China should expand local companies' fundraising options by letting commercial banks invest in the country's private-equity funds, a deputy central bank governor said.

"Our current capital market is insufficient in meeting the funding needs of our companies," Wu Xiaoling said Wednesday at a conference in eastern China's Tianjin city. "Banks are institutions that manage risks anyway so they should be in the best position to judge the risks in these instruments."

Private-equity funds should be allowed to buy stakes in closely held Chinese companies before they go public, Wu said. They should then be given freedom to bring in overseas management expertise to help companies prepare for initial public offerings, she said.

China needs rules for private equity funds to exit from their investments, Wu said without elaborating. It also needs funds that specialize in investing in the country's currency, the yuan, she said Wednesday.

China Development Bank and Tianjin government plan to set up a 2 billion yuan ($262 million) fund to invest in venture capital firms, according to the city's deputy mayor, Cui Jindu.

Tianjin's Bohai Industrial Investment Fund, one of the nation's private equity funds, has 20 billion yuan of investments. The fund was initiated by six mainland companies, including China Life Insurance Co.

China invested $3 billion in Blackstone Group LP's IPO last month to boost returns and diversify its $1.2 trillion of foreign exchange reserves into higher-yielding overseas assets than the U.S. Treasuries that make up much of its holdings.
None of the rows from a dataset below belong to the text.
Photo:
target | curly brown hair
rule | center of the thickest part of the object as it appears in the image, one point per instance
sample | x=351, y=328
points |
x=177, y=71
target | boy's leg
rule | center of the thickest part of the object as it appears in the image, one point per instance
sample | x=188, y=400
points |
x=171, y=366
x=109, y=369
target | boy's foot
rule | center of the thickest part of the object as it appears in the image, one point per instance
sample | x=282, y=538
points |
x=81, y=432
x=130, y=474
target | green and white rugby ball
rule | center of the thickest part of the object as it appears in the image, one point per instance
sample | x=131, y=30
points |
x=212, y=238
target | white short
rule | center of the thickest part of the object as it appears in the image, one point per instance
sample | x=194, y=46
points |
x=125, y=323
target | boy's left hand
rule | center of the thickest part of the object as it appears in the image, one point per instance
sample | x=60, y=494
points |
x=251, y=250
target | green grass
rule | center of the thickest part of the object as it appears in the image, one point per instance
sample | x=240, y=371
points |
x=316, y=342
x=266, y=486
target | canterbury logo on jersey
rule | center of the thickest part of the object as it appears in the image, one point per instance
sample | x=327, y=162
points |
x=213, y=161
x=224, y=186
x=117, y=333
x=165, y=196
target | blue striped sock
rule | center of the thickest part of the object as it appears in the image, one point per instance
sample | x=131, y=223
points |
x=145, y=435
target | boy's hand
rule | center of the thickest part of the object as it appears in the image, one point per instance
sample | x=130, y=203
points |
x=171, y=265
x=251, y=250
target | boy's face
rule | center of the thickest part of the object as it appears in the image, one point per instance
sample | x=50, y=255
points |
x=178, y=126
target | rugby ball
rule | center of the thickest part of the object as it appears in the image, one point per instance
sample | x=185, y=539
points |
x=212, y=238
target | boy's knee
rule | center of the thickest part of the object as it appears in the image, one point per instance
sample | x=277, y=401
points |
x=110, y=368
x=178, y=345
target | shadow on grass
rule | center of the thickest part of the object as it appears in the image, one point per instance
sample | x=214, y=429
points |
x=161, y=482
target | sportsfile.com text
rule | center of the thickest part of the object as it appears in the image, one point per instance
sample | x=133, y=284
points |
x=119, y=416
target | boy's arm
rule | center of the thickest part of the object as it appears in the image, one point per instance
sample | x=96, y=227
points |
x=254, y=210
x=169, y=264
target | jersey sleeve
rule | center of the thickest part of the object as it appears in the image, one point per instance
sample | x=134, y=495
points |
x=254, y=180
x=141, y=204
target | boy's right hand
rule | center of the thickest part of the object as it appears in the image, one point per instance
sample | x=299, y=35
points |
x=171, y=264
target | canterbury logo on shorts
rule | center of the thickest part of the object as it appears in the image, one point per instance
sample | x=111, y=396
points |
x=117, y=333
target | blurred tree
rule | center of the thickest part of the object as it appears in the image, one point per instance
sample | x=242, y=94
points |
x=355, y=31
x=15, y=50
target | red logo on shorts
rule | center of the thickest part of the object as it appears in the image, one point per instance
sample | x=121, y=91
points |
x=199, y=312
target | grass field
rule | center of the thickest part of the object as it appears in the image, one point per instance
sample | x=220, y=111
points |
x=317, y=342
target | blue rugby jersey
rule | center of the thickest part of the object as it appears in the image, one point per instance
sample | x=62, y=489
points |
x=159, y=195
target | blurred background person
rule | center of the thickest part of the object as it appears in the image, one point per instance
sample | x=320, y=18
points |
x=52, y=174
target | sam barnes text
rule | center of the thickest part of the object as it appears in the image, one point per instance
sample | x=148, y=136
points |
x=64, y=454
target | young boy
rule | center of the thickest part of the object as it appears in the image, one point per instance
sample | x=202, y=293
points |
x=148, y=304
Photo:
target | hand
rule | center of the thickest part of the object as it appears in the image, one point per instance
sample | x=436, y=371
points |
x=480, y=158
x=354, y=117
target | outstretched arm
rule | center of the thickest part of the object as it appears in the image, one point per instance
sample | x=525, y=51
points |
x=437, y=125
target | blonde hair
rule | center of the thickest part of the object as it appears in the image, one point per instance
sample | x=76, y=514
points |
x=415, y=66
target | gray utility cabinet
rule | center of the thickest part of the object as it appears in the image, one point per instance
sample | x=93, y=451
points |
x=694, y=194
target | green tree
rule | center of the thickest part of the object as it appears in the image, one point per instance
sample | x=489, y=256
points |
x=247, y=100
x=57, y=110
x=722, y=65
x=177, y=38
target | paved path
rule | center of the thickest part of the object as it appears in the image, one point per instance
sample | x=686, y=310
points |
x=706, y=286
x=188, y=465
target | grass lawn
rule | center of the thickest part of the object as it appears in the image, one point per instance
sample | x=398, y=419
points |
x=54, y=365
Economic growth of more than 10 percent has intensified competition among private-equity firms for access to China, where the government in September imposed stricter rules on overseas buyouts. The value of announced foreign acquisitions in China fell 11 percent to $27.5 billion in 2006, according to data compiled by Bloomberg.

Wu's comments follow a call earlier Wednesday by China's industry regulator for banks to triple the share of revenue they get from non-interest income over the next five to 10 years.

Fees and commissions from services such as insurance and mutual fund distribution should account for half of revenue at nationwide banks, up from the current 17 percent, Tang Shuangning, vice chairman of the banking watchdog, said in a statement.

Slowing Loan Growth

Tang's target would bring Chinese banks more in line with foreign rivals. Domestic banks get more than 90 percent of earnings from interest income -- the difference between what they pay depositors and charge on loans. That compares with 65 percent overseas, according to China Chengxin International Credit Ratings Co., a domestic credit rating company.

"Loan growth will start slowing over the next five to 10 years, so Chinese banks that are dependent on interest income won't have much room for expansion," Li Fuan, director of product innovation at the China Banking Regulatory Commission, said at a wealth management conference in Beijing Wednesday. It's "imperative" for banks to increase their investment product offerings, Li said.

China plans to focus on the "quality" rather than the "quantity" of investment from overseas buyout firms, the nation's top planning body said Nov. 9. That means importing more technology, management skills and research capabilities rather than just seeking capital, it said.